Sunday, August 14, 2011

The Horseshoe

When I was growing up in Catasauqua, there was a familiar ping of metal you could hear down on Front Street.  My Grandmother always referred to that area as the "the Horseshoe".  If wasn't until recently that I understood why.  


The Bryden Horse Shoe Company was opened in 1882 by Oliver Williams. Mr. Williams had moved to Catasauqua at the urging of his long time friend David Thomas and became the President of the Catasauqua Manufacturing Company.  Mr. Williams wanted to find ways to use the iron products so he bought the rights for the Bryden process, which made horseshoes entirely by heavy hammer.  The first Bryden Plant  was located at Strawberry and Railroad Streets.   Williams equipped the plant with two forge hammers and employed approximately thirty men. They produced a daily sum of 2-1/2 to 3 tons of horseshoes.  By 1888 expansion was necessary and land was purchased on the west side of Front Street.  The Bryden Horse Shoe plant was one of the largest horseshoe plant in the world producing 40 to 50 tons of horseshoes daily!   The Bryden Neverslip was one of the most used types of winter shoes for horses that pulled city streetcars.

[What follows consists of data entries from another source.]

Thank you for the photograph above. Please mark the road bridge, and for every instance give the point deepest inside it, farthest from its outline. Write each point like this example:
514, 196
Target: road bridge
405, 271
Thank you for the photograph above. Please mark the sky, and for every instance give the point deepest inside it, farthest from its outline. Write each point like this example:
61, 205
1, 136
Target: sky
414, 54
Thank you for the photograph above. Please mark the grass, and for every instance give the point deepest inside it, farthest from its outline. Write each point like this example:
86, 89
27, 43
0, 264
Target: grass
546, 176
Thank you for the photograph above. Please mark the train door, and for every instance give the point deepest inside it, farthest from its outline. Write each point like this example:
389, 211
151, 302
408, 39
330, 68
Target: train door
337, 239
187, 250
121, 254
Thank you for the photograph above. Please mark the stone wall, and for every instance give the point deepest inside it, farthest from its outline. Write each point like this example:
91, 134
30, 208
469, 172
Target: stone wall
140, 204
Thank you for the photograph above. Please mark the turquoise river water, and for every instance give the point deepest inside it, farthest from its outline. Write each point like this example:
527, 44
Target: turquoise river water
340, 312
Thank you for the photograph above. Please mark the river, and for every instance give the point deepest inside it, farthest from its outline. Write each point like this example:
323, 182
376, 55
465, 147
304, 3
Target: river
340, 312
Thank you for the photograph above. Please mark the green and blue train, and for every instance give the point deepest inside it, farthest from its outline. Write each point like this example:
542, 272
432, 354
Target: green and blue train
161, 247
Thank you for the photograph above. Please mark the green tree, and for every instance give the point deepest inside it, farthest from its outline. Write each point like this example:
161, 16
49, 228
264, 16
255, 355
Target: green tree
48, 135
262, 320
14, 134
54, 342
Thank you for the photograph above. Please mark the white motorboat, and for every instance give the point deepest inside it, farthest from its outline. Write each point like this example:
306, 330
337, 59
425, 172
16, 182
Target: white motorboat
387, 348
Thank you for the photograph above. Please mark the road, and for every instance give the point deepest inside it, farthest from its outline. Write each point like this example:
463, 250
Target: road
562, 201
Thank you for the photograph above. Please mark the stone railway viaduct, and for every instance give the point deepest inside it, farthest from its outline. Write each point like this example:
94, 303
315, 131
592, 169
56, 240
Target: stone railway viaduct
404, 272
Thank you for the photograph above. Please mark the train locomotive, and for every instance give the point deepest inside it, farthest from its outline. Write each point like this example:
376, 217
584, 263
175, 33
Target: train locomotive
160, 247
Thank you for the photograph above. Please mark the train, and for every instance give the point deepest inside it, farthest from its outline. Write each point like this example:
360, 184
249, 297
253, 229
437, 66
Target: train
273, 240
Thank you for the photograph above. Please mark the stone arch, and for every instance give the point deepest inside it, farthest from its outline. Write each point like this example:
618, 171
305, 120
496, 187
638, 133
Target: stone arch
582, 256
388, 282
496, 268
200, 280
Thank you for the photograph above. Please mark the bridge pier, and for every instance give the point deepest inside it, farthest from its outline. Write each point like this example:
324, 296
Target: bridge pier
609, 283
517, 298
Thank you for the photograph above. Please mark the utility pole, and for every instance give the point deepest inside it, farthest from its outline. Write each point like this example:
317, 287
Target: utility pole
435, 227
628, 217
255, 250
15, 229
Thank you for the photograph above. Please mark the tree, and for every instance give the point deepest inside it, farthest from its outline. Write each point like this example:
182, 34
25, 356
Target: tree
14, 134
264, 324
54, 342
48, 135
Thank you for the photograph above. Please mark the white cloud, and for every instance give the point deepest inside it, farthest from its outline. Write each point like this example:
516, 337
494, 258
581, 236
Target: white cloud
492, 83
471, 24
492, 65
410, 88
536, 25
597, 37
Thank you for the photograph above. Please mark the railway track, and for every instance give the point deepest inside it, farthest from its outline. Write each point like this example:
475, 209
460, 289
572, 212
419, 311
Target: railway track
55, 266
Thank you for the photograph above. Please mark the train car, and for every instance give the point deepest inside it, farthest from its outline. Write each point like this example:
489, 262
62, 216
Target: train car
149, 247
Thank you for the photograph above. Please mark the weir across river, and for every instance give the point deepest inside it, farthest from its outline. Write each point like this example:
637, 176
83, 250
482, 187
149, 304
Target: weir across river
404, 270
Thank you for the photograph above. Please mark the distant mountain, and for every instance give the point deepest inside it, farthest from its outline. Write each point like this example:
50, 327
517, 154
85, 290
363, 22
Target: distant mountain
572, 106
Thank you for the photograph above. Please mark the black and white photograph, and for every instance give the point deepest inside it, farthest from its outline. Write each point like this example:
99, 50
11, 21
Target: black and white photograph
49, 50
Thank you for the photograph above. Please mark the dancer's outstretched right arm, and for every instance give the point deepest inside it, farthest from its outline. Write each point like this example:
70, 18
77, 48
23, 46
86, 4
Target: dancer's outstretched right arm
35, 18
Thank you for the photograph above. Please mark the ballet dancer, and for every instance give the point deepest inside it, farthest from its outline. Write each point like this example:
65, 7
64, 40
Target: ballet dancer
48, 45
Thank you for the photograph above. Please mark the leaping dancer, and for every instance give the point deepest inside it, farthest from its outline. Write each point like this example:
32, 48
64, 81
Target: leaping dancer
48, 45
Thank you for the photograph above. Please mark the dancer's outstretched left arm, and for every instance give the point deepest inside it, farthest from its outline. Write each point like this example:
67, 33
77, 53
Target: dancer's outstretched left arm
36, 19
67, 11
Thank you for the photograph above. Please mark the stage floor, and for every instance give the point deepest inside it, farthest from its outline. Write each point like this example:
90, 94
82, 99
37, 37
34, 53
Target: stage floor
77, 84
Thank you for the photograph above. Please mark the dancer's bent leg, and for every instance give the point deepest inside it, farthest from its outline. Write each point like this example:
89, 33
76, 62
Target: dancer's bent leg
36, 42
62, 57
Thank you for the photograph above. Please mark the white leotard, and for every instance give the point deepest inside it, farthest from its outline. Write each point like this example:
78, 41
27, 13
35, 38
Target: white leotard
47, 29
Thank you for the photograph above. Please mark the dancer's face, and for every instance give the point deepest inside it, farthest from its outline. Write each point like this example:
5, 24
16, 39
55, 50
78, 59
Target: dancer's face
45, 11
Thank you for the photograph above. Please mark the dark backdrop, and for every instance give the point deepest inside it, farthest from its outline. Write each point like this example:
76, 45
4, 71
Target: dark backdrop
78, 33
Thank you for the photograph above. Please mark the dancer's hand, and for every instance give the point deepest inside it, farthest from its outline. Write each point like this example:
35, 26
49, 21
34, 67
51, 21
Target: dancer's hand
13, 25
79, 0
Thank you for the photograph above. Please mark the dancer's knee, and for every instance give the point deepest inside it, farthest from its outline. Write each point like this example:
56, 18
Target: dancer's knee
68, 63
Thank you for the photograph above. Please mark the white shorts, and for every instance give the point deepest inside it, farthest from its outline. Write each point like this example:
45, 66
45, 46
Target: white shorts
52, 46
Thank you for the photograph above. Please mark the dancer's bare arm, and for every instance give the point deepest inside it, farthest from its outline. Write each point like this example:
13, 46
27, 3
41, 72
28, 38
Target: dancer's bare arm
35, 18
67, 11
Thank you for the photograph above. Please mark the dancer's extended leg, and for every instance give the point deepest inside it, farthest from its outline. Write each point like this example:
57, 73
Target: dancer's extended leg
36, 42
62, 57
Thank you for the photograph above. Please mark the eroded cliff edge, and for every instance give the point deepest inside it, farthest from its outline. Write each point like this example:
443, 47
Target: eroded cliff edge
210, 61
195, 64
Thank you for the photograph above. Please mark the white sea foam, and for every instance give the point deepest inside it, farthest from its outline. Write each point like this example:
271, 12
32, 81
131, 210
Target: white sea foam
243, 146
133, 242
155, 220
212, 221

Subsequently the Bryden Company faced the inevitable decline in the horseshoe market as cars replaced horse-drawn vehicles. The Bryden, fortunately, attracted the attention of a progressive competitor, the Phoenix Horse Shoe Company, Poughkeepsie, New York

In 1928 the newly organized Phoenix Manufacturing Company acquired the Bryden Neverslip Company, named to reflect the manufacture of winter horse shoes. Phoenix later acquired other horseshoe facilities, but, except for the Catasauqua plant, liquidated or moved the operations. The new owners found the Catasauqua plant suitable for modernization and in 1939 discontinued the rolling mill and converted to the production of commercial forgings and flanges, thus becoming Phoenix's forging division. Demand for the products remained strong. By 1953 the Catasauqua plant housed 21 board hammers, ranging in size from 1200 pounds to 4000 pounds, plus a complete die room and production machine shop. The Phoenix Forge Company still operates at 800 Front Street, from what I can tell from their website.  


It was those board hammers that I heard as a kid, the bing, the bang and the occasional boom.  Boy that area was noisy I use to wonder how people could live down by the Phoenix, but like all noises, I guess, you get use to them.   And that's .......another day in Catasauqua.